According to Wikipedia, The Open Group Architecture Framework (TOGAF) is based on four pillars, called domains:

  • Business architecture or business process architecture which defines the business strategy, governance, organization, and key business processes of the organization
  • Applications architecture which provides a blueprint for the individual application systems to be deployed, the interactions between the application systems, and their relationships to the core business processes of the organization with the frameworks for services to be exposed as business functions for integration.
  • Data architecture which describes the structure of an organization's logical and physical data assets and the associated data management resources
  • Technical architecture or technology architecture which describes the hardware, software and network infrastructure needed to support the deployment of core, mission-critical applications. (retrieved 16:59, 23 June 2010 (UTC))
Layers of enterprise architecture. Source: Niles E Hewlett (2006) via Wikipedia

An interesting TOGAF topic concerns architecture development including change management:

TOGAF Architecture Development Method. Source: S. Marley, NASA via Wikipedia

2.2 The Zachman frameworks

“The Zachman Framework is an Enterprise Architecture framework for enterprise architecture, which provides a formal and highly structured way of viewing and defining an enterprise. It consists of a two dimensional classification matrix based on the intersection of six communication questions (What, Where, When, Why, Who and How) with six rows according to reification transformations.” (Wikipedia, retrieved 17:08, 23 June 2010 (UTC)).

Zachman Framework circa 2009, Source: Wikipedia

2.3 Business motivation model

The Business Motivation Model (BMM) developed by Object Management Group defines the what, why and how for an organization. In more operational terms it defines the ends, the means, influences (pro/against) and assessments.

3 In education

Although EA architecture frameworks focus on organization that produce goods and services as apposed to knowledge and education, such "languages" that allow to describe aims, structures, functions and processes could be used for several purposes:

  • To make explicit "properties" of larger institutions like universities, e.g. in a change management perspective
  • To help (re-)engineering structure and processes of smaller research and teaching units.
  • To plan for new programs like a distance teaching degree or to organize large research projects.

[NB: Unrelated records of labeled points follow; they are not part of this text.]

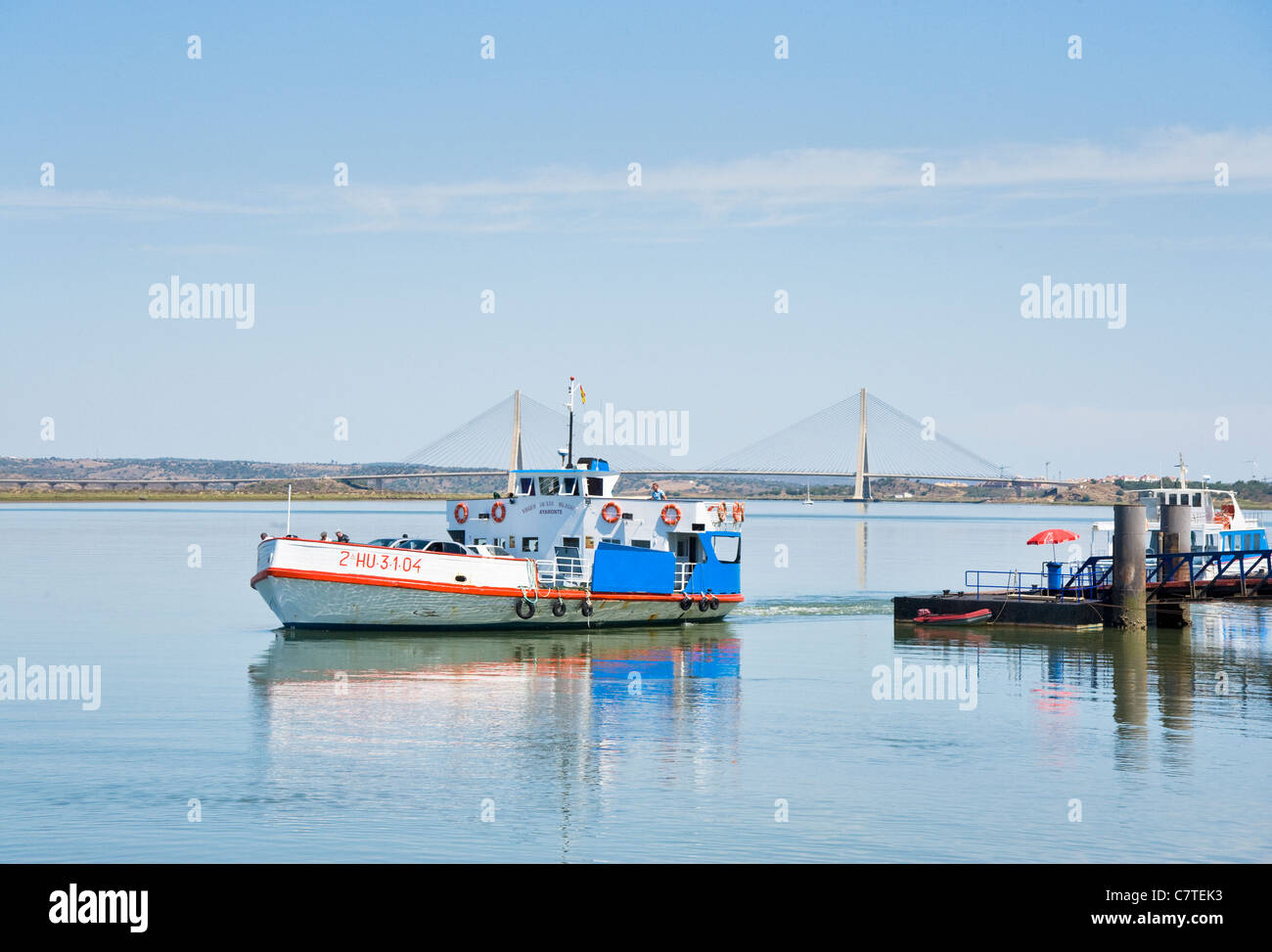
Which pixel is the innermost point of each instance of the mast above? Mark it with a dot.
(568, 452)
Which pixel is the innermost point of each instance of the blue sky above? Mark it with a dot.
(758, 174)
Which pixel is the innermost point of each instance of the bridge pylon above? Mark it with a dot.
(861, 489)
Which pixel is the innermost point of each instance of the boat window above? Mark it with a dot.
(728, 549)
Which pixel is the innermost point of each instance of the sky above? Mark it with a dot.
(758, 174)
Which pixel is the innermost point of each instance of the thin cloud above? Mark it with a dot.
(780, 190)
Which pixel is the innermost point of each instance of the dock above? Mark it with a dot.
(1128, 588)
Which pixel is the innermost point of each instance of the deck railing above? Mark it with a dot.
(1199, 570)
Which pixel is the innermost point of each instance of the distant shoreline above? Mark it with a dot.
(132, 496)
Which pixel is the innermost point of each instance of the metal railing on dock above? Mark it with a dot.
(1199, 574)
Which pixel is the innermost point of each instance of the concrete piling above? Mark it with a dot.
(1130, 600)
(1175, 537)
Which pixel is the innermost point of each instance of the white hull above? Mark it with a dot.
(326, 605)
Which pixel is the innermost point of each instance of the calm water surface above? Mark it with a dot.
(332, 748)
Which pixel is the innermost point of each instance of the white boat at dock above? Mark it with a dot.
(1219, 523)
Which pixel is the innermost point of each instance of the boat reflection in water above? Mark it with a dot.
(1165, 676)
(532, 722)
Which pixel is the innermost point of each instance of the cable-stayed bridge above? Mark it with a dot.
(859, 438)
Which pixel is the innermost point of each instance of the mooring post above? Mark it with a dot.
(1175, 537)
(1128, 573)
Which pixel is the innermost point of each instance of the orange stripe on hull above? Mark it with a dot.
(565, 593)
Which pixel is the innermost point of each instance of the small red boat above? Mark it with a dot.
(972, 617)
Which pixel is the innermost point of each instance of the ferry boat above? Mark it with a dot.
(1219, 524)
(563, 549)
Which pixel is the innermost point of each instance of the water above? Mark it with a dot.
(393, 748)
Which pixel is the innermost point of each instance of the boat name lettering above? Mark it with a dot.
(385, 562)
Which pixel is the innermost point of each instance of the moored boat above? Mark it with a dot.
(972, 617)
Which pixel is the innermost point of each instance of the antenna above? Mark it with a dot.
(568, 451)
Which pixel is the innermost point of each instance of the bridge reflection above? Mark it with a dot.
(1156, 684)
(500, 715)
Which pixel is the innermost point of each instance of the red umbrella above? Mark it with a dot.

We hypothesize that the major challenge would be to use these tools for "common grounding", i.e. enhance communication between participants. In other words, in education, such frameworks could make the many implicits explicit and therefore allow for focused discussion as required by participative change management models like expansive learning. We speculate that EA architecture frameworks rather will be used to increase bureaucratic workflows as opposed to create simpler and better ones and to impose planned procedures where none are needed, i.e. dynamic planning is more appropriate. This is typically the case of EU research projects which tend to stifle innovation.